POURQUOI CETTE ETUDE ? :

La France est une zone d’hivernage importante pour la Sarcelle d’Hiver (Anas crecca), dont les effectifs à la mi-janvier oscillent autour de 90 000 individus depuis une quinzaine d’années. Les oiseaux hivernant en France ont été divisés en 2 sous populations théoriques, Nord-ouest Européenne et Méditerranéenne, entre lesquelles il existe vraisemblablement des échanges d’individus. Les effectifs de la population Nord-Ouest Européenne semblent en lente augmentation, alors qu’il n’est pas possible de déceler de tendance dans la population Méditerranéenne.

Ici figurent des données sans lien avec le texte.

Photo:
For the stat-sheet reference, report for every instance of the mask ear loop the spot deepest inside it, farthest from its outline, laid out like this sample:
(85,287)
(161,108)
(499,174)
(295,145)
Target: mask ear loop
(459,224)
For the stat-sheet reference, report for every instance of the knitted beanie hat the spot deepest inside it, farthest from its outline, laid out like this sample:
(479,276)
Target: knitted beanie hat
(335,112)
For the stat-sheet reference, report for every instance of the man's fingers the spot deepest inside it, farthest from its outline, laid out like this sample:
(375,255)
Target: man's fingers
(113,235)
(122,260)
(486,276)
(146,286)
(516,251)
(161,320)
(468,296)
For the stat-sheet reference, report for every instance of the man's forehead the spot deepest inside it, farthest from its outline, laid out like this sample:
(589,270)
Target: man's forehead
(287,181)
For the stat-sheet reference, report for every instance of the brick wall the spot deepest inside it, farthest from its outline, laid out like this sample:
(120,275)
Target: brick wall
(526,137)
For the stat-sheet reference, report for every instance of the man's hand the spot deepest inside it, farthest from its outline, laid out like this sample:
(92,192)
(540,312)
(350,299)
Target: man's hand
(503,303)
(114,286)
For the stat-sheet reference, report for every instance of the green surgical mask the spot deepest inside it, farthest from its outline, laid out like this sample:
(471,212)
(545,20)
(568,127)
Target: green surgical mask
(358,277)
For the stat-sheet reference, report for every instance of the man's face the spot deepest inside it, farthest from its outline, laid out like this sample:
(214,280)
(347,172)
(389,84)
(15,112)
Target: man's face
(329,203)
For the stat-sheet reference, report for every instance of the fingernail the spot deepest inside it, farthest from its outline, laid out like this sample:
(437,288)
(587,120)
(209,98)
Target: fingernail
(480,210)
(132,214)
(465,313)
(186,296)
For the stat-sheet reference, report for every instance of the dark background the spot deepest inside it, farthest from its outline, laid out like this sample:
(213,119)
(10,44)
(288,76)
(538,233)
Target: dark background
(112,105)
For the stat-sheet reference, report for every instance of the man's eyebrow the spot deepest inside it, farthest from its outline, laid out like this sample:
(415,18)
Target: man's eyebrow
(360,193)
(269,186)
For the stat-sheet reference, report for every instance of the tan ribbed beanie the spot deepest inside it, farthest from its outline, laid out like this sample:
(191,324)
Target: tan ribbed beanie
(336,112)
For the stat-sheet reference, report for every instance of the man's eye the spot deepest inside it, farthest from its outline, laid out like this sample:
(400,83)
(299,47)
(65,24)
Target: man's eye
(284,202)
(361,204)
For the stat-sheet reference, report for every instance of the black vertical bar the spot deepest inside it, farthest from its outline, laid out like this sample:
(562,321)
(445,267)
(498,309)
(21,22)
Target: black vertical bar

La Sarcelle d’Hiver est également une importante espèce gibier, avec des effectifs prélevés en France estimés à plus de 330 000 individus pour la saison 1998-99, soit trois à quatre fois l’effectif recensé au mois de janvier. Cette apparente contradiction pourrait avoir pour origine l’existence d’un renouvellement important des individus dans les populations hivernantes de Sarcelles d’Hiver, comme cela a été mis en évidence en Camargue et suggéré dans les Marais de l’Ouest : les oiseaux ne passeraient pas l’ensemble de la saison dans une même région, mais l’arrivée de nouveaux migrateurs au cours de l’hiver remplacerait régulièrement les individus prélevés à la chasse.
Il reste néanmoins à déterminer les facteurs responsables de ce renouvellement, son importance dans certaines régions et la manière dont les quartiers d’hivernage sont interconnectés. Bien que la Sarcelle d’Hiver ait fait l’objet de nombreuses études en Europe, de nouvelles recherches étaient donc nécessaires afin de pouvoir ajuster au mieux les modes de gestion pour cette espèce. A cet effet, l’ONCFS a lancé en 2002 un programme de recherche en trois axes :







Analyse des données historiques de baguage de Sarcelles d’Hiver en Camargue à la Station Biologique de la Tour du Valat pendant plus de 30 ans (fin des années 40 au milieu des années 70), pour obtenir des informations plus précises sur la biométrie, le taux de survie, le degré de renouvellement et la taille des populations,

Mise en place d’un nouveau programme de baguage national, pour obtenir des données comparables à celles de la Camargue à 30 ans d’intervalle, marquage individuel des oiseaux pour faciliter l’étude de leur comportement et de leurs déplacements,

Développement dans les prochaines années de modèles prédictifs de dynamique de population de Sarcelles d’Hiver, pour faciliter la prise de décision dans les modes de gestion à appliquer à l’espèce.
EN QUOI CONSISTE-T-ELLE ? :

L’analyse des données historiques de la Station Biologique de la Tour du Valat est en cours, et divers articles scientifiques sont en préparation, soumis ou sous presse dans des revues scientifiques internationales. Ces articles seront disponibles sur ce site après leur publication. Cette base contient les données de 60 000 sarcelles baguées, ayant par la suite donné lieu à 20 000 recaptures d’individus vivants et 10 000 reprises d’oiseaux morts.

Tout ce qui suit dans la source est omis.